Would you read for someone you don't like?

KSPisces

I often do readings for one of my friends. I love her, she's great. My readings for her have always given her good insight and are usually pretty accurate.

She recently separated from her husband, and during this separation, I learned a LOT of things about him that I didn't know. In short, he's an ass.

Lo and behold, they have gotten back together - as her last reading told me they would... unbeknownst to me, she had already moved back in at the time of that reading. (Silly me, I thought the cards were wrong. I thought there was NO WAY she would go back. Don't I look like a jerk?) Now she's asked me to do a reading for husband. (I've done them for him before as well.)

I told her I didn't think it was a good idea. My concern is that my feelings of distaste for him are SO strong, that I'm worried I'll influence the deck negatively. I only try to read when I'm feeling "up" - or even "neutral" - but I just can't see myself doing a reading for someone when I have such strong negative feelings towards them.

Does anyone else feel the same way? Would you go ahead and do the reading anyways?

Thanks!
 

Ambrosia

Yea id feel pretty uncomfortable about it. Especially because I would feel too involved in the situation to be unbiased.

Id politely decline. But that's just me. :)
 

littlestar

I've never been put in this situation but if i was i dont think i could read for someone i didnt like and felt so strongly about not liking them.
I find it hard enough to do readings for those close to me, whom i do like.
 

nisaba

It's difficult enough reading for people you know personally - reading for both halves of a troubled couple is like being hte best friend of both members of a troubled couple - one will tell you things the other shouldn't know and vice versa.

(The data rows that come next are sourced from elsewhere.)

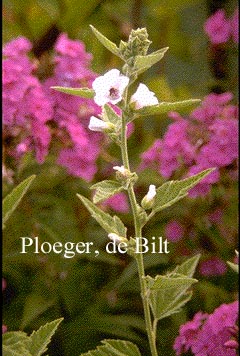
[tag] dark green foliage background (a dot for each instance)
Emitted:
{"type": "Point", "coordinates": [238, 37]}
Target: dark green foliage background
{"type": "Point", "coordinates": [99, 297]}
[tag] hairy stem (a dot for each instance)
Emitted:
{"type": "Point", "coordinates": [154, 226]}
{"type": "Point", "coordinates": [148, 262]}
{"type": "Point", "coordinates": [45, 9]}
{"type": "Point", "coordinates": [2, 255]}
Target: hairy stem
{"type": "Point", "coordinates": [138, 233]}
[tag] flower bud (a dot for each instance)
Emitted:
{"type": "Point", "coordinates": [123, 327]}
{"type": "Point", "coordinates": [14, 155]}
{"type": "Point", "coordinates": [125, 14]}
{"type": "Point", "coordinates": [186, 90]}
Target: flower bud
{"type": "Point", "coordinates": [116, 238]}
{"type": "Point", "coordinates": [148, 200]}
{"type": "Point", "coordinates": [96, 124]}
{"type": "Point", "coordinates": [143, 97]}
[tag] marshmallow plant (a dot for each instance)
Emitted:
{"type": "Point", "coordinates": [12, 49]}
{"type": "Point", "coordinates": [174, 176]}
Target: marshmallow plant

Keep away from intimacy.

I felt soiled enough when I read professionally for strangers, one customer being a woman whose home issues included the concept of moving house, and whose relationship issues involved being bored and feeling stuck; then I read for a man of the same ethnic group whose home situation would soon be characterised by the hermit, and whose relationship issues involved loss. There was a whole bunch of people from that particular racial background in the venue at the time - I only worked out that they were husband and wife when I laid out the second spread, and it talked to me about the first spread. I couldn't, and didn't, give either of them information from the other one's reading, but I felt really dirty.
 

214red

its your discretion, you dont have to read for him, not only because you worry about your reading being influenced by your dislike of him...but simply because he is an ass!!
 

WinterRose

I've read for people I don't like before. It's difficult, but you've got to step back and just try and do it as emotionless as possible, really.
 

Alta

I would decline. You are clearly disturbed by he idea and it would likely affect your reading. I would think only if you could achieve the sense of detachment that CelticDruidess describes.

Is there even a hint that she would afterwards try and get out of you what came up in his reading? Double whammy there.

Alta
 

Le Fanu

Alta said:
Is there even a hint that she would afterwards try and get out of you what came up in his reading? Double whammy there.

I had this recently! I did a reading for a friend and her boyfriend immediately tried to get out of her (then, when that failed, me!) what had been said. In front of me! Visibly jealous!

But theoretically, reading for someone you don´t like should be no more "difficult" than reading for someone you really fancy ;), and most of us wouldn´t back down on the opportunity to read for someone like that!

Tests your skills much the same way!
 

gregory

I would read for someone I didn't like - indeed, I have - but NOT where I was so closely involved and knew so much about things. So in this case I would say no.

I avoid reading for friends for the same sort of reason.
 

Promise

Like Gregory said, I think it would depend on how closely I was associated with or emotionally invested in both the querent and the subject of the reading.

I would be concerned about her trying to get information from you about her husband's reading, like Alta said; I take confidentiality very seriously, and I know it always makes me incredibly uncomfortable and a bit irritated when people try to get me to rat out my sitters.

Also, take into consideration what could happen if the reading were generally "negative" or had an undesirable outcome. Is he the type who would try to blame you and say that you did it on purpose because you dislike him? Is he the type who would try to pit you against your friend over it?

Of course it's entirely your decision, but if I were you, this is a circumstance where I would very politely decline. I wouldn't want to run the risk of losing a valued friendship over it, nor would I want to try to read when I was that uncomfortable with the situation.